SELECT Sheet1.X, Sheet1.Z
FROM Sheet1
GROUP BY Sheet1.X, Sheet1.Z
HAVING COUNT(Sheet1.Z) =
(SELECT MAX(sheet2.count) FROM
(SELECT Sheet1.X, Sheet1.Z, COUNT(Sheet1.Z) AS count
FROM Sheet1
GROUP BY Sheet1.X, Sheet1.Z) as sheet2);
Any suggestion of what I am doing wrong?
This is a real pain in MS Access.
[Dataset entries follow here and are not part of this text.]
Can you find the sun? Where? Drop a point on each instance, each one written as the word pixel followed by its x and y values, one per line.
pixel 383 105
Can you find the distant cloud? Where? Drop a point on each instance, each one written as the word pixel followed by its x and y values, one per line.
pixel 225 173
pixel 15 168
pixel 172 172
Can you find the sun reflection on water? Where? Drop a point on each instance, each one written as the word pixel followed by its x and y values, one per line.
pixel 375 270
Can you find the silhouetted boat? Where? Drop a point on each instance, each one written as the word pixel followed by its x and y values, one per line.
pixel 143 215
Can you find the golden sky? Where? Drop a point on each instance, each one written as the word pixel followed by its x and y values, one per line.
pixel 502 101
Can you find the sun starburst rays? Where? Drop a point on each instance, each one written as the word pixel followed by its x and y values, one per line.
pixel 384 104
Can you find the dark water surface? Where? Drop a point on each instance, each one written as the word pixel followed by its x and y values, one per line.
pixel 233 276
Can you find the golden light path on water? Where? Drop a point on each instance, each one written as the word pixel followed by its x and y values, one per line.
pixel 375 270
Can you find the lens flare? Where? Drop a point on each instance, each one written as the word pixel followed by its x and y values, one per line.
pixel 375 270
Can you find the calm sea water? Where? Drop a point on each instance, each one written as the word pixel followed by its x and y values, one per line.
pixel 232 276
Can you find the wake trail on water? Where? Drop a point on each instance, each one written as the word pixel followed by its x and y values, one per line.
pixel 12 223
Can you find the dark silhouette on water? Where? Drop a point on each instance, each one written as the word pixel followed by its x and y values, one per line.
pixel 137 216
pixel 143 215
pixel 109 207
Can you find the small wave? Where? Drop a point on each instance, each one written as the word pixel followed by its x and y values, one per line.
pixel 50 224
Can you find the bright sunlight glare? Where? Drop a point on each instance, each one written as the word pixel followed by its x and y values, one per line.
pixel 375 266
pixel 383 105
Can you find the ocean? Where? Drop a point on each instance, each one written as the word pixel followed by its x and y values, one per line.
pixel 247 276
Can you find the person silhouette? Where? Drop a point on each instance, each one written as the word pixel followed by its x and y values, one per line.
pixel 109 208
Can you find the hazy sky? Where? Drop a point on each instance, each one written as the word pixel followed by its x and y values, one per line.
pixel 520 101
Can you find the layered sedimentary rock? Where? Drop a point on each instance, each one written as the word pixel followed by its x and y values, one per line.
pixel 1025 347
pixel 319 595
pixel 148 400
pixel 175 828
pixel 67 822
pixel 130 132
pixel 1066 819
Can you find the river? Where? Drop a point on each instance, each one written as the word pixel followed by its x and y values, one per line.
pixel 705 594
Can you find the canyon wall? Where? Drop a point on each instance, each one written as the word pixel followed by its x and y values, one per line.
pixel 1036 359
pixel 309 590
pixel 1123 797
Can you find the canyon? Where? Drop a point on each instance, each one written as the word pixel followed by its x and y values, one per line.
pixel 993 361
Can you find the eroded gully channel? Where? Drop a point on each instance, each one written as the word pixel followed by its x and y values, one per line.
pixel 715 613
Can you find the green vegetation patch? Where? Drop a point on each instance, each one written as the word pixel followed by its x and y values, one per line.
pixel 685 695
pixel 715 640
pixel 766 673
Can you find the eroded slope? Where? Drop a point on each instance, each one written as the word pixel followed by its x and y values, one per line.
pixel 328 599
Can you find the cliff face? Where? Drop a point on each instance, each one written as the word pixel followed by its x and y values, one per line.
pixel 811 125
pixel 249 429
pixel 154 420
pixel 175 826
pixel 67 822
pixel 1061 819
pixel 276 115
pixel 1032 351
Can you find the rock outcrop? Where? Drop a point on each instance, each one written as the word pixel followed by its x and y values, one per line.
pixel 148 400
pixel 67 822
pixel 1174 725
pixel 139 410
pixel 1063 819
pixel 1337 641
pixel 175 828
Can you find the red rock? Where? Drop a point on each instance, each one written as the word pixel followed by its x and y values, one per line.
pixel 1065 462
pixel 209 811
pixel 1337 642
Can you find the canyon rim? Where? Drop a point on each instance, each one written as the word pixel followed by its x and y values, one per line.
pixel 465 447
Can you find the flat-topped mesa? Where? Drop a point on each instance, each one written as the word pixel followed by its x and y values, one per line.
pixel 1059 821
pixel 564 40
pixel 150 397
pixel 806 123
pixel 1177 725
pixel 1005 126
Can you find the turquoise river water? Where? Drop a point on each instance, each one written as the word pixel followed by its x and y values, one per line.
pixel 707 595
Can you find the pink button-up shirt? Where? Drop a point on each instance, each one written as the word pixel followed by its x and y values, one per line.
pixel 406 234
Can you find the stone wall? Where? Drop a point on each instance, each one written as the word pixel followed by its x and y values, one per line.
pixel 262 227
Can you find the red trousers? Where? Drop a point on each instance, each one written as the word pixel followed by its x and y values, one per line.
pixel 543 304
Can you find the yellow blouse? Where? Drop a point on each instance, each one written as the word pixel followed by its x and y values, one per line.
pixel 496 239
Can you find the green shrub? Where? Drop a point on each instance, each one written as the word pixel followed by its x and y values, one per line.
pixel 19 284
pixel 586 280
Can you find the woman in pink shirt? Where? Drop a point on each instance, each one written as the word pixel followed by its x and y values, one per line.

But if you want one row per X
, then you can do:
SELECT s1.X, s1.Z
FROM Sheet1 as s1
GROUP BY s1.X, s1.Z
HAVING s1.Z = (SELECT TOP (1) s2.Z
FROM Sheet1 as s2
WHERE s2.X = s1.X
GROUP BY s2.Z
ORDER BY COUNT(*) DESC, s2.Z
);
If you want multiple rows in the event of ties, then use:
SELECT s1.X, s1.Z
FROM Sheet1 as s1
GROUP BY s1.X, s1.Z
HAVING COUNT(*) IN (SELECT TOP (1) COUNT(*)
FROM Sheet1 as s2
WHERE s2.X = s1.X
GROUP BY s2.Z
);
I should note that this would be simpler in just about any other database.